Tipsy, the protagonist of Stephanie Alexander’s latest novel, Charleston Green, was not named after Alexander’s dog. “The character named Tipsy came first,” she says. “I just loved this character so much,” and like the book’s Tipsy, a newly divorced artist whose supernatural abilities allow her to connect with ghosts, “the dog is very quirky too.”

However, the connections between Alexander’s life and her latest novel go beyond character and pet names. Like Tipsy, Alexander has also gone through a divorce, and as an attorney practicing family law, she understands both the legal and emotional aspects of the process. “When you have that kind of transition in your life, you’re not going to find all the answers immediately,” she says. For her, it meant major changes after years of staying home with her young children. “I hadn’t been supporting myself financially,” she said, but she had worked in public policy in the past and knew she had the skills to take care of herself. 

Alexander initially taught as an adjunct professor at the College of Charleston and ran a ghostwriting business before settling into a full-time law career and beginning to publish her own books. She describes her first series of books as a collection of “feminist fairy-tale retellings,” a way to incorporate her longtime policy interests into her fiction. “That focus on women’s issues kind of flavors everything I write,” she says. 

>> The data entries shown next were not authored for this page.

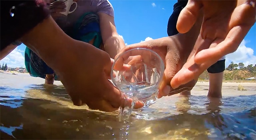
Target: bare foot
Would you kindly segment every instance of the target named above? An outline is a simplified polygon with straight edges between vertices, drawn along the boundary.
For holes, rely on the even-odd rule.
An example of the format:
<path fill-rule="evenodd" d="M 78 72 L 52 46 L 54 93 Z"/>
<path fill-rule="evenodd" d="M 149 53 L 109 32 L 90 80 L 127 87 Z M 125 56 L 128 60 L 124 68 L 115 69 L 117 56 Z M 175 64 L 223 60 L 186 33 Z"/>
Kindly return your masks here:
<path fill-rule="evenodd" d="M 53 83 L 54 82 L 54 74 L 45 75 L 45 84 L 53 85 Z"/>

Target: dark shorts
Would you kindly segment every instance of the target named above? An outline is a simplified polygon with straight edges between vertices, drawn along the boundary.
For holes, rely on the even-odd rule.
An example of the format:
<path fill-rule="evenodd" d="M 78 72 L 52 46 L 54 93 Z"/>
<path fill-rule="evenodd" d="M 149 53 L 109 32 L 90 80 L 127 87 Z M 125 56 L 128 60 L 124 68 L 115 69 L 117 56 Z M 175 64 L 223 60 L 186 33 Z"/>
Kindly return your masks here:
<path fill-rule="evenodd" d="M 179 33 L 176 28 L 178 18 L 181 10 L 186 6 L 188 2 L 187 0 L 179 0 L 173 6 L 173 12 L 170 16 L 167 26 L 167 33 L 172 36 Z M 217 73 L 221 72 L 225 70 L 225 59 L 219 60 L 210 66 L 207 71 L 209 73 Z"/>

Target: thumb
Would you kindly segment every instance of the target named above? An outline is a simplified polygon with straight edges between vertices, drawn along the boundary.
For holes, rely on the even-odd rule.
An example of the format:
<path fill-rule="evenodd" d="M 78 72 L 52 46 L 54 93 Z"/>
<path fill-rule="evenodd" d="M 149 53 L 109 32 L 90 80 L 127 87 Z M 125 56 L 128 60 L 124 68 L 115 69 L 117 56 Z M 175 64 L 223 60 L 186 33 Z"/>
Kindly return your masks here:
<path fill-rule="evenodd" d="M 170 86 L 171 81 L 177 70 L 181 68 L 180 65 L 180 56 L 177 55 L 177 50 L 168 48 L 167 52 L 165 57 L 166 66 L 164 70 L 164 77 L 163 83 L 159 88 L 158 98 L 167 96 L 171 88 Z"/>
<path fill-rule="evenodd" d="M 188 0 L 178 18 L 176 28 L 179 33 L 186 33 L 190 30 L 196 21 L 202 5 L 200 1 Z"/>

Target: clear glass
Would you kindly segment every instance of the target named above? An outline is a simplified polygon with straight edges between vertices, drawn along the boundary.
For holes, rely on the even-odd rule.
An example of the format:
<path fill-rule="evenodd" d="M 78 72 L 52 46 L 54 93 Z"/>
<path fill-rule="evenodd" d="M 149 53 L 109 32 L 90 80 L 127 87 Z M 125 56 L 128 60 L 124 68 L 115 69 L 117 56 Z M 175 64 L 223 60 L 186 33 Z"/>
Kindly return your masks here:
<path fill-rule="evenodd" d="M 158 54 L 138 48 L 124 52 L 115 60 L 111 77 L 114 85 L 134 101 L 132 108 L 138 100 L 148 107 L 156 100 L 164 70 L 164 62 Z"/>

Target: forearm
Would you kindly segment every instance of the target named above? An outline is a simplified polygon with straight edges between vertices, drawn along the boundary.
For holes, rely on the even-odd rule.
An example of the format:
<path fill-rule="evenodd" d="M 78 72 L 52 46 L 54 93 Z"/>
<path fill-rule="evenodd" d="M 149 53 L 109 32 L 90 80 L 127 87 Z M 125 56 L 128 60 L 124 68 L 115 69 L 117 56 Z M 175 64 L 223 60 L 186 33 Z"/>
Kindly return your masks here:
<path fill-rule="evenodd" d="M 67 45 L 71 39 L 50 16 L 24 35 L 21 40 L 54 69 L 66 63 L 65 62 L 66 60 L 65 56 L 70 50 L 66 48 Z"/>
<path fill-rule="evenodd" d="M 36 26 L 48 12 L 42 0 L 1 1 L 1 50 Z"/>
<path fill-rule="evenodd" d="M 9 54 L 14 50 L 18 46 L 11 44 L 8 45 L 4 49 L 0 51 L 0 60 L 5 58 Z"/>
<path fill-rule="evenodd" d="M 125 47 L 124 40 L 117 34 L 107 39 L 104 49 L 105 51 L 109 54 L 110 58 L 115 59 L 116 55 Z"/>
<path fill-rule="evenodd" d="M 57 73 L 64 70 L 68 62 L 78 61 L 74 59 L 79 54 L 73 50 L 82 43 L 65 33 L 51 17 L 44 20 L 21 40 Z M 88 43 L 83 43 L 83 46 L 88 49 L 94 48 Z"/>
<path fill-rule="evenodd" d="M 173 12 L 170 16 L 167 26 L 168 35 L 172 36 L 169 38 L 176 38 L 175 41 L 175 45 L 184 52 L 183 55 L 184 56 L 182 58 L 184 59 L 184 61 L 186 61 L 193 50 L 200 33 L 203 19 L 202 12 L 201 12 L 197 20 L 189 32 L 182 34 L 179 33 L 176 28 L 178 18 L 187 2 L 187 1 L 179 1 L 174 5 Z"/>

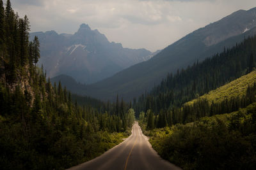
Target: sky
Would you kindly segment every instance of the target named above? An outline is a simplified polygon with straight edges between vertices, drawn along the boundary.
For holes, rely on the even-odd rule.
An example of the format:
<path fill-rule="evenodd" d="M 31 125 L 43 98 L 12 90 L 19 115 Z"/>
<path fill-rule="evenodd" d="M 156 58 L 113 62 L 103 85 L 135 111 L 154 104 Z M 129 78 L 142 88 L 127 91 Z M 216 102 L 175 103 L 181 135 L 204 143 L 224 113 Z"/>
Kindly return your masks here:
<path fill-rule="evenodd" d="M 3 1 L 4 2 L 6 0 Z M 76 32 L 85 23 L 124 47 L 163 49 L 255 0 L 11 0 L 31 31 Z"/>

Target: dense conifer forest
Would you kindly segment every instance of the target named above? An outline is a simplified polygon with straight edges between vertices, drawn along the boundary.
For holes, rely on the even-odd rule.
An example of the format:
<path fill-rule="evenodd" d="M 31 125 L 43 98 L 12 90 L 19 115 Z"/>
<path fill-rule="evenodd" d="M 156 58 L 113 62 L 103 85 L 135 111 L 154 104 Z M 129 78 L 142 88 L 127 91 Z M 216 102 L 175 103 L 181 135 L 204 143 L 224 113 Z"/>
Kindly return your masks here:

Charleston Green lacks the fairy-tale elements of Alexander’s earlier books, but it explores women’s roles and their status under the law. Questions of marriage and divorce drive much of the narrative, particularly South Carolina’s stringent rules: “The State of South Carolina wanted people to get married and stay married. Until recently, [it] recognized the antiquated legal concept of common-law marriage. South Carolina didn’t legalize divorce until 1949 and still did not recognize legal separation.”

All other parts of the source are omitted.